Laura Mulvey's Theory
Laura Mulvey's theory on music promos is that of a feminist view...
...Because filmmakers are predominantly male, the presence of women in films is often solely for the purposes of display (rather than for narrative purposes. the purpose of this display is to facilitate a voyeuristic response in spectators, which presumes a 'male gaze' one that is a powerful controlling gaze at the female on display, who is effectively objectified and passive.

Narrative Theories
Roland Barthes
Enigma Code
An enigma code referes to any element that is not explained and, thereforr, exists as an enigma, raising questions that demand explanations. Most texts hold back details in order to increase the effect of the final revelation of all truths.
Action Code
An action code refers to the other major structuring principle that builds interest or suspense on the part of an audience.
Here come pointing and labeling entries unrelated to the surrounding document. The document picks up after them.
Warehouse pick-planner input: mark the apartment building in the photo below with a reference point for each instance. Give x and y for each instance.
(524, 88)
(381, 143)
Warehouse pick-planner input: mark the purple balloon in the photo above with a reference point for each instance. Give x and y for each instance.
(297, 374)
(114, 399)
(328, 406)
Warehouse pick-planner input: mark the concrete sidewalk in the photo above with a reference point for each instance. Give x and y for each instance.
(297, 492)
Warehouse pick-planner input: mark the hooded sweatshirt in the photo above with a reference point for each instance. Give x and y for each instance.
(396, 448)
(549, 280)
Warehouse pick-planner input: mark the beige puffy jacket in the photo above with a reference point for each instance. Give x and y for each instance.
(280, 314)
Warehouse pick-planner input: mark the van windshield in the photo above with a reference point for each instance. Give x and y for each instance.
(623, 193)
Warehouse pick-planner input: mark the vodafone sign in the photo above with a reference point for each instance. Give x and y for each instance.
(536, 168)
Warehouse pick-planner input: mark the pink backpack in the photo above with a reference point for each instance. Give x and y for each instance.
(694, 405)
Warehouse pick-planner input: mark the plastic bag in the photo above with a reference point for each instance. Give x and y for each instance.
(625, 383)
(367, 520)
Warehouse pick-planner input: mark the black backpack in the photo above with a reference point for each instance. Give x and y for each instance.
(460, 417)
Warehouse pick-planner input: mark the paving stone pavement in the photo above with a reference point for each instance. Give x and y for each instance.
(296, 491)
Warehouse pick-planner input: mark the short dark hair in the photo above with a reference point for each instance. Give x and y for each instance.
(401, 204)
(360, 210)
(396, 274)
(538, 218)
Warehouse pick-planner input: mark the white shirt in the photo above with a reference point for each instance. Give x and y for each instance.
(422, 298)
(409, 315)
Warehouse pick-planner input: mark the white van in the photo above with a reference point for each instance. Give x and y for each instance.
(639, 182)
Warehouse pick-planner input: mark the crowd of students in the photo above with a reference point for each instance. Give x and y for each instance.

The action code applies to any action that implies a further narrative action.

Tzvetan Todorov
He believes narratives begin with equilibrium (harmony), then moves onto disequilibrium (disharmony) until a new equilibrium is restored by the end.

Vladimir Propp
He developed Todorov's narrative theory
This has a few more aspects to Todorov's theory in that between the equilibrium and disequilibrium there begins the disruption/complication. Between the disequilibrium and overall equilibrium is a resolution.

Claude Levi-Strauss
He believed in a constant creation of conflict/oppostion propels a narrative. Narrative can only end on a resolution of conflict. Opposition can be visual through light/darkness, movement/stillness or conceptual love/hate, control/panic and to do with soundtrack.
Examples of this theory is Katy Perry's Firework because before the song gets into the chorus the lighting is dark and then when the chorus kicks in its a lot brighter with fireworks going off creating a magical feel.